El presidente del gobierno, Pedro Sánchez, tiene cada vez más claro que no le queda más remedio que prorrogar los Presupuestos Generales del Estado cuyo proyecto de ley aprobara el gobierno de Mariano Rajoy antes de ser desalojado por la moción de censura. Según fuentes del PSOE, Sánchez no cuenta con los votos de los independentistas catalanes, pero tampoco piensa hacer ningún gesto de complicidad, o de intento de acercar posiciones en el conflicto abierto con el gobierno de Cataluña.

Ya puede pedir hechos el presidente de la Generalitat, Quim Torra, o reclamar gestos el diputado de ERC, Joan Tardà.
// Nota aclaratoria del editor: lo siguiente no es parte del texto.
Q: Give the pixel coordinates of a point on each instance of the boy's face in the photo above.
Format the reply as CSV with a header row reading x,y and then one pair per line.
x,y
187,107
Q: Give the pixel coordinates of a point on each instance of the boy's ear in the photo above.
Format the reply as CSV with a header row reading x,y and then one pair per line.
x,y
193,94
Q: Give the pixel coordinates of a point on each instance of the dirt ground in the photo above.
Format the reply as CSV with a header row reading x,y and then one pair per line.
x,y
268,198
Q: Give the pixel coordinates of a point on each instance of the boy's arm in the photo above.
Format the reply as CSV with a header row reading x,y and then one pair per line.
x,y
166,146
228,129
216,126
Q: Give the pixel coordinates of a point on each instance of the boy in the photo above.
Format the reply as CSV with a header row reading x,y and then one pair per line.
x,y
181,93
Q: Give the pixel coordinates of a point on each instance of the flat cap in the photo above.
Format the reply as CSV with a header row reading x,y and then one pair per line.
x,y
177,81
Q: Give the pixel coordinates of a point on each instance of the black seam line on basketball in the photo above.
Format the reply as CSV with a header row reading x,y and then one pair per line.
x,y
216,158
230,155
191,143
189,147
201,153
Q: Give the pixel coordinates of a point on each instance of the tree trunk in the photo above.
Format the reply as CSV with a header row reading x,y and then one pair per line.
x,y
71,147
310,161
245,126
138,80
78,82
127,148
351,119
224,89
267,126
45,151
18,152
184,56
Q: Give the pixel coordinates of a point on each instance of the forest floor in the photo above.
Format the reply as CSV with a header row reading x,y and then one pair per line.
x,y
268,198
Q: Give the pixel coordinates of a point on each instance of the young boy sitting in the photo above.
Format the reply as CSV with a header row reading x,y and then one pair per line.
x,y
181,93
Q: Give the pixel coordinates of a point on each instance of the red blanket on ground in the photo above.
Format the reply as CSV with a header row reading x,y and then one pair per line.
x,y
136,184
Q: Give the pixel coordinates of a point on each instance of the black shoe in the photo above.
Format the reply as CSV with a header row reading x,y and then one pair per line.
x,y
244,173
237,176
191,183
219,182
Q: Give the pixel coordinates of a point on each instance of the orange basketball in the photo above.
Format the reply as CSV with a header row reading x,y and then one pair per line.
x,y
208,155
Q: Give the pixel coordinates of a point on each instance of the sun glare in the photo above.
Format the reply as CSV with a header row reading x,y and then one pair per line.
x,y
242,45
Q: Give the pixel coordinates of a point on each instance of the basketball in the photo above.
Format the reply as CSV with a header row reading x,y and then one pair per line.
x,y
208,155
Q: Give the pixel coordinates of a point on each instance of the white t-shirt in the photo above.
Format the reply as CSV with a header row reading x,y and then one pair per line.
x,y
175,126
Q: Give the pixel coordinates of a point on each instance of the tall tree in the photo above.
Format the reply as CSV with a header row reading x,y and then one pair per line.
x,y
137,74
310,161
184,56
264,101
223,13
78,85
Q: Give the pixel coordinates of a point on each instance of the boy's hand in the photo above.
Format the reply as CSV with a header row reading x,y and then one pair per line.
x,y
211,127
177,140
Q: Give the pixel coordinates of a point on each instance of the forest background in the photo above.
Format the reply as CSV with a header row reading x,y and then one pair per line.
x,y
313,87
La decisión está tomada por Sánchez, con su núcleo más cercano del partido: “no hay nada que tratar con el independentismo – aseguran a este diario desde la cúpula socialista- hasta después de la celebración de las elecciones municipales y autonómicas”.

Si bien las críticas de PP y C´s hacia el PSOE y su presunta “debilidad” y supuestos pactos secretos con el independentismo no parecían hacer mella en Sánchez, sí han logrado encender las alarmas de barones y candidatos a alcaldías, que han repetido insistentemente al entorno del presidente que cualquier movimiento en ese sentido sería muy perjudicial para sus intereses electorales y han pedido especial cautela a su líder.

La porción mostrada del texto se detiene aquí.